Question about the reproduction of XSUM results #20

SherrySwift · 2024-02-03T03:39:29Z

Hi, thanks for your great works!
I have some questions about the reproduction of XSUM results. I tried to run this command in h2o_hf dir:

# Full baseline on XSUM
shots=5
GPU-ID=0
bash scripts/summarization/eval.sh xsum ${shots} full ${GPU-ID}

I tested on all 1000 samples in xsum_5shot.jsonl, using LLaMA-7B model, but the ROUGE-2 result that I got is only about 9%
According to Figure 4 in paper, the full baseline of XSUM, LLaMA-7B is 12%
Can't figure out the reason about it. Would you please give me some advice?
Thanks a lot!

The text was updated successfully, but these errors were encountered:

Kyriection · 2024-02-04T16:52:37Z

Hi, Thanks for your question. Did you use Llama-2-7b? The model used in the paper is "huggyllama/llama-7b".

SherrySwift · 2024-02-05T09:17:12Z

Hi, I used huggyllama/llama-7b, but I encounterd the following errors when I try to run scripts/summarization/eval.sh:

Traceback (most recent call last):
  File "/data1/H2O-main/h2o_hf/run_summarization.py", line 138, in <module>
    output_sequences = model.generate(
  File "/usr/local/miniconda3/envs/atom/lib/python3.9/site-packages/torch/utils/_contextlib.py", line 115, in decorate_context
    return func(*args, **kwargs)
  File "/data1/LLM/transformers/src/transformers/generation/utils.py", line 1719, in generate
    return self.sample(
  File "/data1/LLM/transformers/src/transformers/generation/utils.py", line 2837, in sample
    next_tokens = torch.multinomial(probs, num_samples=1).squeeze(1)
RuntimeError: probability tensor contains either `inf`, `nan` or element < 0

when I load other models like Llama-2-7b, there won't be such an error.
Do you have any ideas about it? Thanks a lot !
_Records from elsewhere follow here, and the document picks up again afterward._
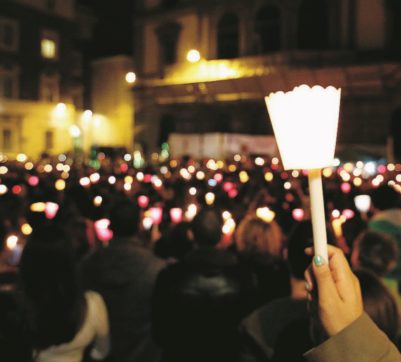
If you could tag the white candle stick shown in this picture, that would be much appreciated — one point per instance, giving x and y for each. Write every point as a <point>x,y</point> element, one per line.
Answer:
<point>317,211</point>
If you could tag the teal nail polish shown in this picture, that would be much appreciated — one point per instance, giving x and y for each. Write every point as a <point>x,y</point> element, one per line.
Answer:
<point>318,260</point>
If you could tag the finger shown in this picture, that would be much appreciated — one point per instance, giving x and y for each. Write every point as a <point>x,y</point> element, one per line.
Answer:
<point>341,272</point>
<point>308,279</point>
<point>326,286</point>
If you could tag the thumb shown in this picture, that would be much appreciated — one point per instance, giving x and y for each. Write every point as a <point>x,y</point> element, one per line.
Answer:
<point>326,286</point>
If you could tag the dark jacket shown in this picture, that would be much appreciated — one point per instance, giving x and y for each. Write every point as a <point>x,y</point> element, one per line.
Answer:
<point>124,273</point>
<point>198,304</point>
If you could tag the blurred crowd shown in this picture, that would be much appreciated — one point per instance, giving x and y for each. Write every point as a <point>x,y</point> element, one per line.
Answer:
<point>183,260</point>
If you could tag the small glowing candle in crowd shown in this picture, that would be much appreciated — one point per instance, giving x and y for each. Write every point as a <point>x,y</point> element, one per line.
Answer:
<point>157,183</point>
<point>269,176</point>
<point>38,207</point>
<point>212,182</point>
<point>16,189</point>
<point>200,175</point>
<point>84,181</point>
<point>209,198</point>
<point>362,203</point>
<point>51,209</point>
<point>298,214</point>
<point>295,173</point>
<point>228,227</point>
<point>143,201</point>
<point>21,157</point>
<point>191,212</point>
<point>15,249</point>
<point>259,161</point>
<point>48,168</point>
<point>97,201</point>
<point>94,177</point>
<point>102,230</point>
<point>243,177</point>
<point>11,242</point>
<point>348,213</point>
<point>33,181</point>
<point>232,194</point>
<point>357,181</point>
<point>147,223</point>
<point>128,179</point>
<point>156,213</point>
<point>226,215</point>
<point>3,189</point>
<point>26,229</point>
<point>218,177</point>
<point>59,185</point>
<point>327,172</point>
<point>337,226</point>
<point>345,187</point>
<point>176,215</point>
<point>227,186</point>
<point>335,214</point>
<point>185,174</point>
<point>265,214</point>
<point>391,167</point>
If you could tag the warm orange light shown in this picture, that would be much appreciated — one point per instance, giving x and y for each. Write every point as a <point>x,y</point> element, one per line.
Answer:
<point>193,56</point>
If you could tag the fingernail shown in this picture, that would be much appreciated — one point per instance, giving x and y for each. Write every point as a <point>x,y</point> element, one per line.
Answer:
<point>318,260</point>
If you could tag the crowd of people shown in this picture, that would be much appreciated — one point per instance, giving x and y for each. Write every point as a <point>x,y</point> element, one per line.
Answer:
<point>195,260</point>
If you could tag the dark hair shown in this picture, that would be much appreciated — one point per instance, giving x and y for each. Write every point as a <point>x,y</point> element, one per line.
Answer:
<point>53,298</point>
<point>300,238</point>
<point>124,218</point>
<point>379,303</point>
<point>384,197</point>
<point>376,252</point>
<point>207,227</point>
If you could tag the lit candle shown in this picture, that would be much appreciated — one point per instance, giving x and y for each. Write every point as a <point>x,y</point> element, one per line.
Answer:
<point>176,215</point>
<point>305,123</point>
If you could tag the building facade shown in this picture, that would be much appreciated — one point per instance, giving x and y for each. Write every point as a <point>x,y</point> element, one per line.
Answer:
<point>248,49</point>
<point>41,78</point>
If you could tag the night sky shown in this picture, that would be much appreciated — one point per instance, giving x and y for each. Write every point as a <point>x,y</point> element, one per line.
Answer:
<point>113,29</point>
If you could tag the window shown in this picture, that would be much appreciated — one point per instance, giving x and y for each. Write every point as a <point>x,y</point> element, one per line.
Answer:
<point>8,82</point>
<point>267,30</point>
<point>228,36</point>
<point>168,38</point>
<point>7,139</point>
<point>8,34</point>
<point>49,45</point>
<point>49,88</point>
<point>313,32</point>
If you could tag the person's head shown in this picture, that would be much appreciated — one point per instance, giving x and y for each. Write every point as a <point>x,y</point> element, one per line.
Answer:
<point>374,251</point>
<point>255,236</point>
<point>379,303</point>
<point>207,227</point>
<point>385,197</point>
<point>299,238</point>
<point>124,219</point>
<point>50,286</point>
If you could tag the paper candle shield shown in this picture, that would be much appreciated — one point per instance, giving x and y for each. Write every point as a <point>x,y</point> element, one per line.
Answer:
<point>305,122</point>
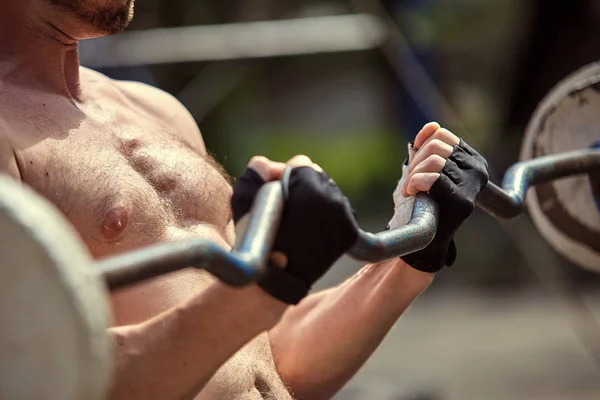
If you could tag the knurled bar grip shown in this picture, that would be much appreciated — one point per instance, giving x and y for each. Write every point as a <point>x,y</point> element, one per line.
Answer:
<point>244,264</point>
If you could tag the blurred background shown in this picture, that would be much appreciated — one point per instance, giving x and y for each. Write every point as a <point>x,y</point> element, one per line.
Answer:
<point>349,83</point>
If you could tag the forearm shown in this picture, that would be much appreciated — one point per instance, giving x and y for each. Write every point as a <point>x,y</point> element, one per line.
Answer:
<point>174,355</point>
<point>323,341</point>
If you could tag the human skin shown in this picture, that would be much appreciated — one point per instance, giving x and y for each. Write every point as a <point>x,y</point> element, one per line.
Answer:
<point>126,164</point>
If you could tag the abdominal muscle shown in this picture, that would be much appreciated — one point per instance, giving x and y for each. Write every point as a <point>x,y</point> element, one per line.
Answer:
<point>249,374</point>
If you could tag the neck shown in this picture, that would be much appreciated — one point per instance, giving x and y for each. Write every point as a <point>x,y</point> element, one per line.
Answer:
<point>35,52</point>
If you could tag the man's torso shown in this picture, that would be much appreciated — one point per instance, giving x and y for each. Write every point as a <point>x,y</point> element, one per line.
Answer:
<point>127,173</point>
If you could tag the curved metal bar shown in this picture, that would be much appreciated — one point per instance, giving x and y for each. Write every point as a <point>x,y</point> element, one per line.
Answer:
<point>255,242</point>
<point>153,261</point>
<point>509,201</point>
<point>240,267</point>
<point>414,236</point>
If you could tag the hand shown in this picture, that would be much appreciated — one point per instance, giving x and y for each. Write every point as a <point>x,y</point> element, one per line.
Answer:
<point>316,228</point>
<point>453,174</point>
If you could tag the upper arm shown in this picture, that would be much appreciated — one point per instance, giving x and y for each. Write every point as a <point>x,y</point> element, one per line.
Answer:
<point>8,161</point>
<point>170,110</point>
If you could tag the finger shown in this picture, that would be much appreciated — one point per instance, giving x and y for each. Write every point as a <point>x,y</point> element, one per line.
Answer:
<point>267,169</point>
<point>420,183</point>
<point>428,130</point>
<point>433,163</point>
<point>444,135</point>
<point>434,147</point>
<point>303,161</point>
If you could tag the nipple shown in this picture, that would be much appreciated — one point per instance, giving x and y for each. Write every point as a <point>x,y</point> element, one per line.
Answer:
<point>114,222</point>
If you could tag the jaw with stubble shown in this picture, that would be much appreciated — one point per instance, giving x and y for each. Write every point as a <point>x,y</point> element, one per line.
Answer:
<point>105,17</point>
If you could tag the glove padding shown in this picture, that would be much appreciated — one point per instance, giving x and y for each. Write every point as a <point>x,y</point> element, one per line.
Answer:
<point>316,228</point>
<point>463,177</point>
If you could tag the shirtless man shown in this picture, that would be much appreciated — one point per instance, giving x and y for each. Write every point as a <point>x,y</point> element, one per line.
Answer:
<point>127,166</point>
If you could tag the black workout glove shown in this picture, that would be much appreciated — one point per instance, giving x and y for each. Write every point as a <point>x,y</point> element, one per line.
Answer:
<point>462,179</point>
<point>316,228</point>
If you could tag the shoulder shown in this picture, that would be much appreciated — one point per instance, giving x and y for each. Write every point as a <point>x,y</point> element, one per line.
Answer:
<point>159,103</point>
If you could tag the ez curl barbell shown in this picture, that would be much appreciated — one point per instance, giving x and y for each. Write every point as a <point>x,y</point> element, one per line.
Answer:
<point>54,296</point>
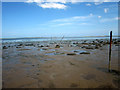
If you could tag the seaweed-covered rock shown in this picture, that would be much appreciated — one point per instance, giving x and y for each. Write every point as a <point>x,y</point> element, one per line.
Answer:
<point>57,46</point>
<point>85,53</point>
<point>71,54</point>
<point>5,47</point>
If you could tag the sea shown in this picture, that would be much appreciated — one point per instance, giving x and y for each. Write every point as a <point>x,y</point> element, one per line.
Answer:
<point>53,39</point>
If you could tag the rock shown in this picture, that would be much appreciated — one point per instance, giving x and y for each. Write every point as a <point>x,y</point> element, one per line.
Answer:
<point>41,46</point>
<point>71,54</point>
<point>4,47</point>
<point>76,51</point>
<point>44,48</point>
<point>20,44</point>
<point>18,47</point>
<point>57,46</point>
<point>85,53</point>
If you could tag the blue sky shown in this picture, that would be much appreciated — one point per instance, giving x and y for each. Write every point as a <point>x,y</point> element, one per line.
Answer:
<point>28,19</point>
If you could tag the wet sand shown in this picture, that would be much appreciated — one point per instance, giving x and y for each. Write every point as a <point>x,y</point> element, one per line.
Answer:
<point>76,64</point>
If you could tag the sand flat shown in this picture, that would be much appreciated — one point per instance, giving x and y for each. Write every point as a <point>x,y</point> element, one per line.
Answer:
<point>32,68</point>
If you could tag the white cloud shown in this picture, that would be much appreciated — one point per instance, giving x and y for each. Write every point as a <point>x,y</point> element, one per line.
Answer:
<point>106,10</point>
<point>99,16</point>
<point>110,19</point>
<point>52,5</point>
<point>88,4</point>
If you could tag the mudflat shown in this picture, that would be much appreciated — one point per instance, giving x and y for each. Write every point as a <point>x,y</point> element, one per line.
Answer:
<point>66,64</point>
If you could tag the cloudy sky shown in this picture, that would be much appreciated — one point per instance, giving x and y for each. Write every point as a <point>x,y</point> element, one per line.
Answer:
<point>34,18</point>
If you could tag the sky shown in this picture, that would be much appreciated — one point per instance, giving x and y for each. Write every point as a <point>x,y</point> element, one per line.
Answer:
<point>57,19</point>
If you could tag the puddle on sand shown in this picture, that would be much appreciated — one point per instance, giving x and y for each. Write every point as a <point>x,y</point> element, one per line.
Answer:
<point>43,61</point>
<point>46,49</point>
<point>78,51</point>
<point>54,53</point>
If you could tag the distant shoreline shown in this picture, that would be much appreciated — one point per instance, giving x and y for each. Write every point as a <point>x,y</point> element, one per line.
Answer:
<point>53,37</point>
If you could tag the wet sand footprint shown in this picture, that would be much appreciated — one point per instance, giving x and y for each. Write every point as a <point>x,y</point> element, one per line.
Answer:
<point>51,85</point>
<point>89,76</point>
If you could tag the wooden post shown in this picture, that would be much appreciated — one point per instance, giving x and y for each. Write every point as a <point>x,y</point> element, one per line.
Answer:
<point>109,66</point>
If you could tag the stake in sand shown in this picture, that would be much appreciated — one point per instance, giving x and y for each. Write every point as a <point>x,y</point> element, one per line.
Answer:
<point>109,66</point>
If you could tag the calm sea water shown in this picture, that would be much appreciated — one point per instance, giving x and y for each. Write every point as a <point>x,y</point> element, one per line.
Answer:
<point>54,39</point>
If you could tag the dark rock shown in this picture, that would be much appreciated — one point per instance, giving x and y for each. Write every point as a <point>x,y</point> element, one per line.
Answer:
<point>71,54</point>
<point>20,44</point>
<point>44,48</point>
<point>4,47</point>
<point>57,46</point>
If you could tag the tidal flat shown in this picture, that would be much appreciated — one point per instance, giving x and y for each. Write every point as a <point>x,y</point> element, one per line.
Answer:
<point>60,64</point>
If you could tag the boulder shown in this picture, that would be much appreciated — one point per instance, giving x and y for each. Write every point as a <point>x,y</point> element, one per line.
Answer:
<point>85,53</point>
<point>4,47</point>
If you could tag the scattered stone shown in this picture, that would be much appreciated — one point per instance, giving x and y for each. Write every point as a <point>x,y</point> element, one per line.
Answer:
<point>73,85</point>
<point>20,44</point>
<point>71,54</point>
<point>57,46</point>
<point>4,47</point>
<point>44,48</point>
<point>85,53</point>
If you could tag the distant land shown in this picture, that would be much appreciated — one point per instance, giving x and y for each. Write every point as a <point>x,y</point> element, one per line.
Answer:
<point>55,37</point>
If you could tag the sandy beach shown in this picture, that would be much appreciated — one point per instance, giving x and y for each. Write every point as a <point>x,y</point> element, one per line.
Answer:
<point>55,64</point>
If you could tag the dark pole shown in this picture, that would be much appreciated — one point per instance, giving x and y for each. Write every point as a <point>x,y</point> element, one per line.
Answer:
<point>110,51</point>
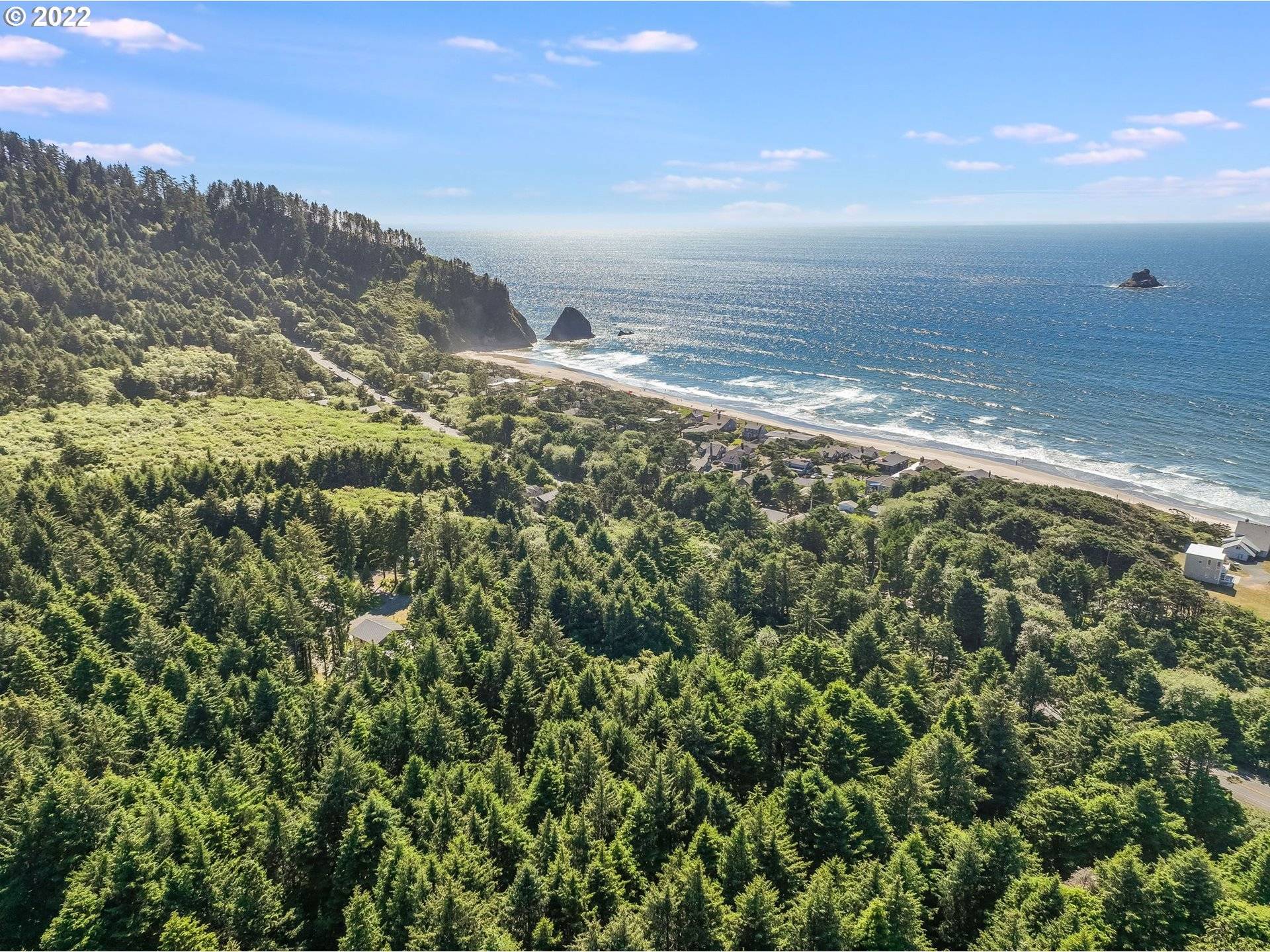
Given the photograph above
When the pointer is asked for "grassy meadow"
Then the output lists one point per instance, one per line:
(239, 428)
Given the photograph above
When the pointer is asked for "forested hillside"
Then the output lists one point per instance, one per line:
(646, 720)
(639, 715)
(107, 274)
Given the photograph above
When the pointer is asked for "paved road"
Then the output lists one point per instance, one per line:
(1246, 789)
(423, 418)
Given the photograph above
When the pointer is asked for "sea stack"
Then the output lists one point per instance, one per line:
(1142, 280)
(571, 325)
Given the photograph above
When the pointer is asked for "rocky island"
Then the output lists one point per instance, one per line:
(571, 325)
(1142, 280)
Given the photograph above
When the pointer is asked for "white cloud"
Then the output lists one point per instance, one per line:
(1223, 184)
(525, 79)
(30, 51)
(1100, 154)
(793, 154)
(969, 165)
(751, 210)
(1261, 175)
(741, 165)
(1151, 138)
(952, 200)
(1034, 134)
(41, 100)
(666, 186)
(476, 45)
(570, 60)
(1194, 117)
(154, 154)
(940, 139)
(648, 41)
(135, 36)
(769, 160)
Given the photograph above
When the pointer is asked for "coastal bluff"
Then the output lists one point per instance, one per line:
(571, 325)
(1142, 280)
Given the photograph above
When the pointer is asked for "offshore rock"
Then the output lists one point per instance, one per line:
(571, 325)
(1142, 280)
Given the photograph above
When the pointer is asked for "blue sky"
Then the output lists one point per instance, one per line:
(675, 114)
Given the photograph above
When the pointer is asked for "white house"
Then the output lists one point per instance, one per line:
(1257, 535)
(372, 629)
(1206, 564)
(1238, 549)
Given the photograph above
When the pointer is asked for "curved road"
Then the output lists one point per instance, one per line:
(432, 423)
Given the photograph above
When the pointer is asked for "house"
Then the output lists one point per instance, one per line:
(713, 450)
(1206, 564)
(841, 454)
(702, 430)
(893, 462)
(1255, 534)
(777, 517)
(802, 438)
(372, 629)
(544, 500)
(879, 484)
(1238, 549)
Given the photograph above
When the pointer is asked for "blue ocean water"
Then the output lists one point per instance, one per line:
(1010, 342)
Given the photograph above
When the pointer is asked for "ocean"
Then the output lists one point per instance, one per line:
(1007, 342)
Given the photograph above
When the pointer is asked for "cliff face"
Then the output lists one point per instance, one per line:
(478, 313)
(102, 267)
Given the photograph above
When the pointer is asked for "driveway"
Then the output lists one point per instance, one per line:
(426, 419)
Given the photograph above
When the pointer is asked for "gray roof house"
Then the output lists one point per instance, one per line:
(541, 502)
(372, 629)
(1256, 535)
(893, 462)
(879, 484)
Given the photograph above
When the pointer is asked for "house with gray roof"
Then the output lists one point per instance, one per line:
(372, 629)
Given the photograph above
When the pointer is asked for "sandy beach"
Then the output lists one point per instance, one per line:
(1015, 470)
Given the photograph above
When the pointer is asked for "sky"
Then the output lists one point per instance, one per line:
(722, 114)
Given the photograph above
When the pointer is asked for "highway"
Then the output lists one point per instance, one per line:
(1245, 789)
(423, 418)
Kyriection · 2024-02-05T21:20:59Z

Hi, could you provide the detailed command and tranformers version you used? I didn't reproduce the same issue on my side when using huggyllama/llama-7b.

SherrySwift · 2024-02-06T01:59:33Z

Thanks for your reply.
Here is the command:
bash scripts/summarization/eval.sh xsum 5 full 0

The contents in scripts/summarization/eval.sh are:

task=$1
shots=$2
method=$3
GPU=$4
HH_SIZE=$5
RECENT_SIZE=$6

if [[ ${method} == 'h2o' ]]; then
    CUDA_VISIBLE_DEVICES=${GPU} python -u run_summarization.py \
        --input_path data/summarization_data/${task}_${shots}shot.jsonl \
        --output_path summary_results/${task}_${shots}shot_h2o_hh${1}_local${2}.jsonl \
        --model_name huggyllama/llama-7b
        --hh_size ${HH_SIZE} \
        --recent_size ${RECENT_SIZE} \
        --cache_dir ../../llm_weights \
        --enable_h2o_cache
elif [[ ${method} == 'full' ]]; then
    CUDA_VISIBLE_DEVICES=${GPU} python -u run_summarization.py \
        --input_path data/summarization_data/${task}_${shots}shot.jsonl \
        --output_path summary_results/${task}_${shots}shot_full.jsonl \
        --model_name huggyllama/llama-7b
else
    echo 'unknown argment for method'
fi

As for tranformers version, I tried both 4.33.0 and 4.35.0, and I encounter the same problem.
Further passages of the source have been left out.